In cell B2, enter the formula

 

=COUNTIF(C:C,C2)

 

Press enter, then place the cursor in the lower right hand of cell B2 and drag down to fill in all the rows.

 

Sort the file by column A, then column B. Matches not found in either parent will have the number “1” in column B for the child.  Copy the values for the longest block (column G) for these cases  and send to me, along with the total number of matches found in the child (excluding the match with the parents, where the longest block will be very long). For instance,  one child had 17/70 matches not found in either parent. The lengths of these were:

 

7.70

7.72

7.75

7.76

7.80

7.82

7.94

7.97

7.97

8.03

8.12

8.28

8.81

9.45

9.70

11.93

12.90

 

 

Ann Turner

[email protected]

 

 

Disclosure

 

Ann Turner has a consulting agreement with the company 23andMe, Inc.  The opinions expressed in this article are entirely her own.

 

Web Resources

 

23andMe Web Site

http://www.23andme.com

 

DeCodeMe Web Site

http://www.decodeme.com

 

 

 



[1] http://www.jogg.info/62/files/SatiableCuriosity.pdf

[2] http://www.familytreedna.com/landing/family-finder.aspx

[3] An online tool is available at http://www.math.mun.ca/~dapike/FF23utils/trio-phase.php

[4] The vast majority of SNPs are bi-allelic (two known alleles), but there are a few that have three or even four alleles.
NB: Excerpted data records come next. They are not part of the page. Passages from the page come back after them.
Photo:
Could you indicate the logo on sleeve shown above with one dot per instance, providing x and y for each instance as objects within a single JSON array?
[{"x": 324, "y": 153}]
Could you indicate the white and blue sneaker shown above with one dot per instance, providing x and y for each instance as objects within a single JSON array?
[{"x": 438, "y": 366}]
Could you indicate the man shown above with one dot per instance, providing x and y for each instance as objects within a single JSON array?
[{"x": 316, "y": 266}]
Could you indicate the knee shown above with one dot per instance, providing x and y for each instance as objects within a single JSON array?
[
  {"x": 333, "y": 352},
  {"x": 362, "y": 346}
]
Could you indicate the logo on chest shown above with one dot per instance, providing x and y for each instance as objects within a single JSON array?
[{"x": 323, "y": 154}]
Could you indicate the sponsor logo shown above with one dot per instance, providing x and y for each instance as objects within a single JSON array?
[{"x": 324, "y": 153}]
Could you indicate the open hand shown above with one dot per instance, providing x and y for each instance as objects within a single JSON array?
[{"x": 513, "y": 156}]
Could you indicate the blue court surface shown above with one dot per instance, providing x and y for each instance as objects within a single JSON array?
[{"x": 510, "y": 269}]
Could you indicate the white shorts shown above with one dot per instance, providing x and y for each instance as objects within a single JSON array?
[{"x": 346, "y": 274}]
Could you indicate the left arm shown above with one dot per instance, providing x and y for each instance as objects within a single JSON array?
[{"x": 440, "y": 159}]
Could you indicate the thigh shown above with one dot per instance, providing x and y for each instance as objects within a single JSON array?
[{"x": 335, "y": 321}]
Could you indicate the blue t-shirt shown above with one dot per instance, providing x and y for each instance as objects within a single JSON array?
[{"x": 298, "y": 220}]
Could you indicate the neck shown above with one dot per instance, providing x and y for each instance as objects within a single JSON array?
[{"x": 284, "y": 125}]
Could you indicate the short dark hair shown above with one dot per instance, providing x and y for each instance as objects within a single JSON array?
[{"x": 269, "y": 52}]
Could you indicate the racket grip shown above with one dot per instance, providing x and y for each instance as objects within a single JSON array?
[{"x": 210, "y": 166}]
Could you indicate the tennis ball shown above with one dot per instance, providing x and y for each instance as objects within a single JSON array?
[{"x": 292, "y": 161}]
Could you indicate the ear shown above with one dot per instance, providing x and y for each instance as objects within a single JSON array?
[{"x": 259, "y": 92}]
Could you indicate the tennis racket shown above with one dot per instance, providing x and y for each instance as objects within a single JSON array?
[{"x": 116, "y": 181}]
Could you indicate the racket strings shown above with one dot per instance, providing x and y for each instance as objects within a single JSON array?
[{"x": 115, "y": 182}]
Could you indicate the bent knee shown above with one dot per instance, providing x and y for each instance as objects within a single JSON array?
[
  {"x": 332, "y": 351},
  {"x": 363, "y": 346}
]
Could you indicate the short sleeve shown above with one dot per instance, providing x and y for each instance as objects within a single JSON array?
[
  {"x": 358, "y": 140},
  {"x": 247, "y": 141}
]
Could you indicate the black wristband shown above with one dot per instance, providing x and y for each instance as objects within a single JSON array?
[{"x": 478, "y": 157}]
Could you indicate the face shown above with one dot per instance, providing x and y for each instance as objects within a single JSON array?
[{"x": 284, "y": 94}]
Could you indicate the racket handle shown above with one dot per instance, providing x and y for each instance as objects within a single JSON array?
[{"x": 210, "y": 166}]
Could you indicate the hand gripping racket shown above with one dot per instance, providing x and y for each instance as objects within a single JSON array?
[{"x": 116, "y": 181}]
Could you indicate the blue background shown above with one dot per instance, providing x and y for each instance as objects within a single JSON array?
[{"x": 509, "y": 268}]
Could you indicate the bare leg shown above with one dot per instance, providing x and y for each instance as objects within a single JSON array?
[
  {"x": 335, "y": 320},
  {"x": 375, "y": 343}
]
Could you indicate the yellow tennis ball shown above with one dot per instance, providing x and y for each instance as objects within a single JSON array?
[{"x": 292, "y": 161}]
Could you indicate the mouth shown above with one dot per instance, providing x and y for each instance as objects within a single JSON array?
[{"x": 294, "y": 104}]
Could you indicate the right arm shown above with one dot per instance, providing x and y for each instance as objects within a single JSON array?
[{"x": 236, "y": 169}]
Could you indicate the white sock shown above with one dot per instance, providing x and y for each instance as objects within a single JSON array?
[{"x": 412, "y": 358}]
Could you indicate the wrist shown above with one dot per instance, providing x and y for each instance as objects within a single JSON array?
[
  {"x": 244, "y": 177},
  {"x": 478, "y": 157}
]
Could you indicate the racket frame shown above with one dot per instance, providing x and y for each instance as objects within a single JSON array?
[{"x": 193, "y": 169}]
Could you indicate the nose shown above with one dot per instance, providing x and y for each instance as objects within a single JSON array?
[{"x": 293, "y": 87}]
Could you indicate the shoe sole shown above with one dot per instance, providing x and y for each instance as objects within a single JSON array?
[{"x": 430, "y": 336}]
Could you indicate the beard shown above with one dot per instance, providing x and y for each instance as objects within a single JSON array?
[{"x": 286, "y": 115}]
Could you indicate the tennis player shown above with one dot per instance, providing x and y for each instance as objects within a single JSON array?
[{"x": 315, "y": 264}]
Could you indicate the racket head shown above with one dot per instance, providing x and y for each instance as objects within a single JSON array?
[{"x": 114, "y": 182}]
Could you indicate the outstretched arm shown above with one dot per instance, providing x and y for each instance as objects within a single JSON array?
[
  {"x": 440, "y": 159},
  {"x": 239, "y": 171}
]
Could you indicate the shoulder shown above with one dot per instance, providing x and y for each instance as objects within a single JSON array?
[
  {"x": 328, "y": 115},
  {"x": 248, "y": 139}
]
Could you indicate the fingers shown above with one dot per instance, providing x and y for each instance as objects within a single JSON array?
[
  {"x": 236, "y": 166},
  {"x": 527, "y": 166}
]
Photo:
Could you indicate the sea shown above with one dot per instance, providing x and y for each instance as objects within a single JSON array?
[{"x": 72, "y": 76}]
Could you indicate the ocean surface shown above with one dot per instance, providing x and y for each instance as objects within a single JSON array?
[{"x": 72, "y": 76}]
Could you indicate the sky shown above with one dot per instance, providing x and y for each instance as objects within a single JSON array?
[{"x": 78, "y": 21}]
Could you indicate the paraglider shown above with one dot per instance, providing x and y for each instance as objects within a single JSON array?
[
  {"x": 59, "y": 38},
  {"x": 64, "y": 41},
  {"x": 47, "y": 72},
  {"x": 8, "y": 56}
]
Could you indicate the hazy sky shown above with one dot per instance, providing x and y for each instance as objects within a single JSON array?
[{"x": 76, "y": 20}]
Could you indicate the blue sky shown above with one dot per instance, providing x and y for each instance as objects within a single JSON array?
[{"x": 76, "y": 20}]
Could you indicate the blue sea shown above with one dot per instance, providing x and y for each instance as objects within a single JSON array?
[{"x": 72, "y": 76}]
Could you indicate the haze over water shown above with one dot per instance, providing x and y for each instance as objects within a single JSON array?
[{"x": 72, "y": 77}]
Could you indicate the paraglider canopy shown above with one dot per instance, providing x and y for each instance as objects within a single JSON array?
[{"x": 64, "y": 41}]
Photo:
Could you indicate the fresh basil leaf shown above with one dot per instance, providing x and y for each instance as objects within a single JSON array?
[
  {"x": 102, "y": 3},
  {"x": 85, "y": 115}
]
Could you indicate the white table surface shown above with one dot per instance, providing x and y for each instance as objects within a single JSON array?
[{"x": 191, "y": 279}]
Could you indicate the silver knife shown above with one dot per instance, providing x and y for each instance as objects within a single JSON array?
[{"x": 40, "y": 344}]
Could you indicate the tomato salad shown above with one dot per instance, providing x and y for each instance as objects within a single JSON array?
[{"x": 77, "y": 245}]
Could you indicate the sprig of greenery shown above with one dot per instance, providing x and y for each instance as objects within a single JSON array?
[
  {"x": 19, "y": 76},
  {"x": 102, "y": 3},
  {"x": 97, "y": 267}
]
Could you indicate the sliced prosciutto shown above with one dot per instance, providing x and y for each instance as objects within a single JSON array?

[5] The absolute number of SNPs is not the primary consideration in determining whether a segment is IBD. Rather, it is a unit of length called a cM, which pertains to the probability of a segment being split up in the next generation. However, a minimum threshold of SNPs is required to allow ample opportunity to observe a contradiction

[6] It may also happen that the segment occurs in both the parent and the child, but the matching segment is longer in the child for this same reason.

[7] Empirical observations seem to show a minimum threshold of 7.7 cM and 500 SNPs.

[8] People who do have trio data may wish to tally the total number of matches appearing in the child but not in either parent. See the “Extra Credit” exercise in Appendix A.